Tuesday, September 18, 2012

The Economy & Presidential Elections

There's a lot of talk about how the relatively weak economy is not hurting President Obama's re-election chances from top pundits like Ezra Klein, Matt Yglesias, & Will Wilkinson. It's either just stated or said that "models show" this to be the case.

But, one thing about statistical models of elections is that they kind of suck. There aren't a lot of observations so people often use data from the distant past to predict the future without testing to see if the data generating process is constant over the time period.

Also people use a lot of strange and potentially endogenous explanatory variables. As a rule of thumb, if you let me pick the dependent variable and also allow me to create my own made up right hand side variables, I'm going to get a pretty good in sample fit for my model.

So lets just look at the relatively recent  raw data and see what we can see. This graph is from my 2008 Public Choice paper. It shows that from 1961-2004, there is a pronounced difference in economic performance over the second half of the election cycle between cycles where the incumbent party wins and when it loses.


I used Fred to update the results through 2008, and average growth over the last half of the election cycle when the incumbent party wins is 4.6%. When the incumbent party loses, it's 2.2%. That difference is significant at the 0.001 level.

For the relevant period of the Obama cycle for which Fred lists data (2011 q1 - 2012q2, 6 quarters), the average growth rate is 1.9%

In recent times, the incumbent party will, on average, lose with such a low growth rate in the second half of the cycle.

Why do I care about this? Well, I want to question the idea that the economy is helping (or at least not hurting)Obama. I want to question the assertion that campaigns don't matter because the economy is everything.
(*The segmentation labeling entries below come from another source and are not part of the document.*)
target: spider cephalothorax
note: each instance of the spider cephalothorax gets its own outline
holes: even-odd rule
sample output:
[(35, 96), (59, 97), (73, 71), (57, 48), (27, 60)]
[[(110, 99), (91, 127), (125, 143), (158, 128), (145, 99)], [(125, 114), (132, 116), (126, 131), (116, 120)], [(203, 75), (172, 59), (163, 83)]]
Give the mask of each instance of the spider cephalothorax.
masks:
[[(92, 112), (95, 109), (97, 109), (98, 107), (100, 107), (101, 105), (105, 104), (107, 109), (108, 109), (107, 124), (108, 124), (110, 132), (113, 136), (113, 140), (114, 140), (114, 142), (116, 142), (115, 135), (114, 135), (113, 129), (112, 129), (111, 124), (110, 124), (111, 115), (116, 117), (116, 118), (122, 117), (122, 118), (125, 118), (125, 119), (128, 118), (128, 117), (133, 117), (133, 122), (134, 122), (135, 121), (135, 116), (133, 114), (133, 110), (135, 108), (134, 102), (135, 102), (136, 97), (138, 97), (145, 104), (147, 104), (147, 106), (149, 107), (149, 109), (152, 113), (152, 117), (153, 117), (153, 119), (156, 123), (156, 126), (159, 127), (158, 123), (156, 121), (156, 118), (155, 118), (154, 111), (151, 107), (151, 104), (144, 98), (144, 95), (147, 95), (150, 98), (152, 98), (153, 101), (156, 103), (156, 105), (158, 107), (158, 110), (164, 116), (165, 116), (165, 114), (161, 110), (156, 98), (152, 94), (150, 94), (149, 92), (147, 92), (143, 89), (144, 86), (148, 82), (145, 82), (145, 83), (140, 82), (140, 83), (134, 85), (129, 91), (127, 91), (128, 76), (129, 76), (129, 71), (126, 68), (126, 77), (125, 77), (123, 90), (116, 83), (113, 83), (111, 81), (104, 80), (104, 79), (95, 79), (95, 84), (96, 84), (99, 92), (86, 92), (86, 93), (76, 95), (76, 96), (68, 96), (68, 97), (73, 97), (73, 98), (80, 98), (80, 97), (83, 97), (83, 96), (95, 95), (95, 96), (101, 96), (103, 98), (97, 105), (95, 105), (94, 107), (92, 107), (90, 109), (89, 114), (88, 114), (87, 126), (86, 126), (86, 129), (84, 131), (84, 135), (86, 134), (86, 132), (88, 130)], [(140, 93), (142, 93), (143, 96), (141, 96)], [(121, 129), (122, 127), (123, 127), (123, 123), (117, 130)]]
BHO is going to win in November DESPITE the economy, largely because Romney is a terrible candidate who is running an undisciplined, juvenile, brain-damaged campaign.

And that matters.






7 comments:

Tom said...

As much as I dislike BHO, four more years of divided government will be better than Romney running an undisciplined, juvenile, brain-damaged White House.

Anonymous said...

I loathe BHO as well, but consider Romney to be reasonable - although i'd agree, terrible campaign thus far. What part of it is "brain-damaged", however?

JFA said...

I'd like to see some error bars or confidence bands around the mean growth lines.

Angus said...

Paper also gives medians, that's about it though.

Sisyphus said...

As I have argued already in http://mythdesisyphus.wordpress.com/2012/07/31/on-handicaping-the-coming-election/#more-497, it is neither the economy nor the campaign that has determined the election outcome in the case of a sitting president seeking reelection, at least since WWII.
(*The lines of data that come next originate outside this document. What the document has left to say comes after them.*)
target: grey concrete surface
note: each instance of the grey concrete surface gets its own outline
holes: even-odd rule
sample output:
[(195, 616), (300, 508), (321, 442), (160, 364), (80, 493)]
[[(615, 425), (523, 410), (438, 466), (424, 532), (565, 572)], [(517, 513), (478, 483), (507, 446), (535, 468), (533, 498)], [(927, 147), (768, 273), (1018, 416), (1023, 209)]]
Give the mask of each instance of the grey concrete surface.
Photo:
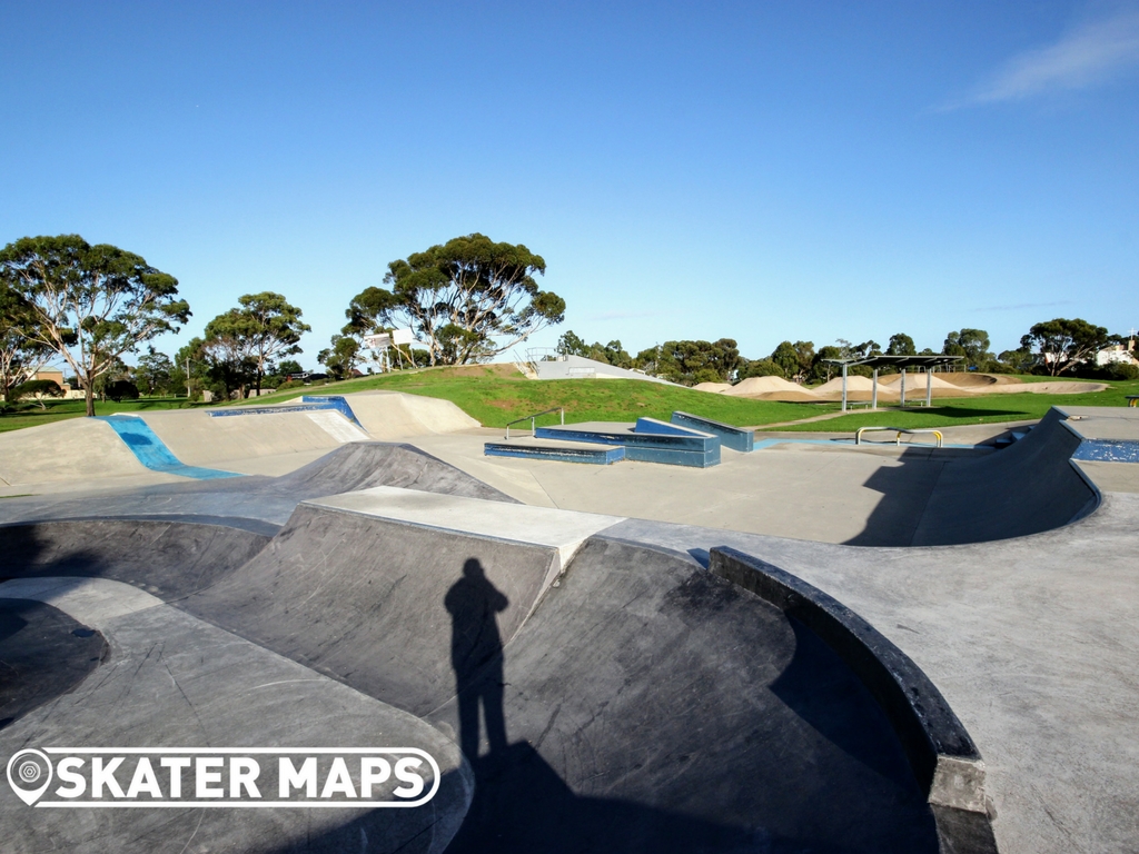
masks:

It is rather the presence or absence of a credible challenge from the president's own side. So, yes, BHO is heavily favored to win this one, unless he manages to make history again by snatching defeat from the jaws of victory.

Anonymous said...

You write:

"But, one thing about statistical models of elections is that they kind of suck. There aren't a lot of observations so people often use data from the distant past to predict the future without testing to see if the data generating process is constant over the time period."

How does what you do here help you with that? If other models are crap than I see no reason to believe that this one is crap too.

Angus said...

Dear Sis: whether the President is challenged in-party seems to me to be pretty endogenous. That is something we might explain by economic conditions or scandals, not take as a given to predict outcomes.

Anon 7:29 / 9-19.

I am just looking at the raw data and comparing averages of winners v. losers. I wouldn't call it a model.I am dealing with DGP issues by not using the distant past. Sure there can always be a regime shift and that's a potential criticism of anything.